Southborough was designed by BB+M Architecture with land planning by LandDesign.
Riding in a vehicle on the street fronted by the traditional townhomes, one would never guess that there was a Lowe’s big box store situated on the site behind the townhomes. One of the distinct features of the Southborough site plan is that the housing is wrapped around Lowe’s-–without having a view onto the store. Understandably, members of the historic Dilworth neighborhood had been particularly concerned about the presence of a big box store. The eventual solution that was found: the traditional townhomes sit on the streets facing the historic neighborhoods, while behind them, forming another housing layer, the flats wrap around the store and face out towards the townhomes. Driveways leading into interior courtyards, fountains, or green spaces lend a sense of human “discovery” and site “porousness.”

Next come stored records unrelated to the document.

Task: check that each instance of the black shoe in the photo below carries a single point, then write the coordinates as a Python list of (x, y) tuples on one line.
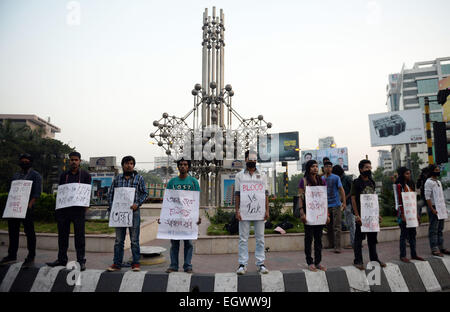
[(56, 263), (8, 260)]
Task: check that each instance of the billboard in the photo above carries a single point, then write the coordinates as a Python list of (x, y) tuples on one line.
[(399, 127), (338, 156), (280, 147)]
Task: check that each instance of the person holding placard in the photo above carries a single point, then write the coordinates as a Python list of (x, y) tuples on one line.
[(313, 232), (128, 179), (252, 204), (364, 184), (26, 174), (183, 182), (72, 214), (437, 211), (406, 211)]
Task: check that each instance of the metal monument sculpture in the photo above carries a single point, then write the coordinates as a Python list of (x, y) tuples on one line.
[(209, 138)]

Southborough’s location in the transit corridor meant that Conformity Corp. had to comply with density requirements and architectural guidelines that applied within a half mile ring of the transit stop, says Ritchey. “Those were the two big tests [of the transit station location]: density and architectural guidelines,” says Ritchey. The TOD overlay district zoning required, for example, urban setbacks and fewer parking spaces. In addition, conditional rezoning provided further zoning refinements that were specific to the project.
What CATS did well, says Ritchey, was “its decision to integrate the planning mentality with the transit mentality in as complete a manner as possible” with respect to the layout of the transit, as well as to think through the bus routes, and reroute or add additional routes to integrate buses with the light rail station.
Noell Consulting Group has found that rents of apartment properties located in the South End along the Blue Line transit corridor carry a 12 to 13 percent premium over rents of comparable apartments located around downtown Charlotte that are not close to transit, says Noell. Noell says that anecdotally, apartment managers in the transit corridor report about 30 to 40 percent of prospects cite the transit location as a key factor in their decision to rent. In the case of Southborough, the condo prices ultimately ranged from about $180,000 to $370,000, says Ritchey. The development’s location half a mile from the station may have lessened its premium somewhat, Ritchey acknowledges. So, for the forsale multifamily homes, the transit stop location acted more as a “differentiator” for the property rather than a premium.
All the same, Ritchey says the creation of the Blue Line reflects the city of Charlotte’s “meaningful commitment to densification and resistance to sprawl that has put so much demands on its budget and the sustainability of the city.”
“Residents today desire a mix of housing amenities,” including access to mass transit, adds MacCleery. “They will choose the place and look for the place to live based on whether it has those amenities. That is more and more the case, especially with Gen Y.” And it so happens that audience, which demands transit in an urban location, is also precisely the audience that multifamily housing–at least at the highest end–is increasingly targeting.